Em 18 de outubro, o texto proposto pela
presidência brasileira, um dos quatro votados no Conselho, foi o que mais
próximo esteve da façanha diplomática de ser aprovado e de fazer prevalecer os
interesses das pessoas afetadas, deixando as rivalidades geopolíticas em
segundo plano. O texto contou com 12 votos a favor, entre eles da China e
da França,
membros do P5. Houve também duas abstenções do mesmo grupo, Rússia e Reino Unido, e
o veto dos Estados Unidos.
O único veto foi suficiente para devolver a discussão de texto à estaca zero,
quando a deterioração da situação em Gaza já ganhava contornos difíceis de
reverter.
O dado encorajador desse esforço é que,
apesar da retórica inflamada e dos vetos cruzados, os membros do Conselho
colaboraram continuamente com a presidência brasileira na tentativa de
construir consensos. Seguiremos nessa linha, com a mesma obstinação, nas
deliberações a partir de agora, já na presidência chinesa, iniciada na
quarta-feira, dia 1/11. O trabalho rendeu bons frutos, e a facilidade de
interlocução do Brasil com todos os seus pares na ONU produziu avanços e
mensagens políticas claras, seja nos 12 votos do CSNU, seja na aprovação de uma
resolução da Assembleia Geral, composta por todos os 193 países-membros, que
conclamou a entrada em vigor de uma “trégua humanitária imediata, durável e
sustentada”. A trégua é elemento indispensável para que o resgate dos reféns
seja negociado e implementado — e para que uma ajuda humanitária adequada possa
ser prestada à população de Gaza.
Ainda que o objetivo de que o Conselho
falasse com uma só voz em favor dos que sofrem em Israel e Gaza
não tenha sido alcançado em outubro, o esforço de todos valeu a pena.

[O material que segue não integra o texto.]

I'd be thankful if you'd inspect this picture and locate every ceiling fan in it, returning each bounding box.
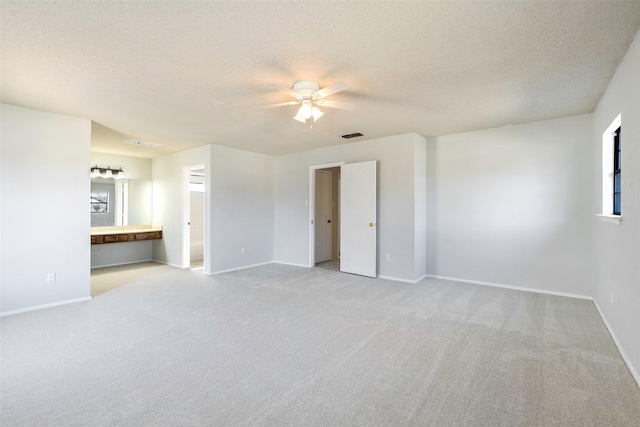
[257,80,356,123]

Representa um impulso renovado e claro da comunidade internacional em favor da
paz no Oriente Médio, que nenhum veto será capaz de calar. Assim se construirá
o caminho que levará à solução de dois Estados, Israel e Palestina, acordada
solenemente por israelenses e palestinos, e há décadas à espera da
concretização. A Cúpula para a Paz do Cairo, com a participação de grande
número de líderes mundiais, foi unânime em relação a essa solução, e também à
urgência da cessação de hostilidades. O ímpeto e a obstinação que produziram os
acordos de paz de Camp David e de Oslo, entre outros avanços, precisam
urgentemente ser renovados. No limite da teimosia, é preciso perseguir esse
objetivo como etapa indispensável para sepultar décadas de ódio e de sofrimento
e abrir espaço para a promoção da paz e da reconciliação.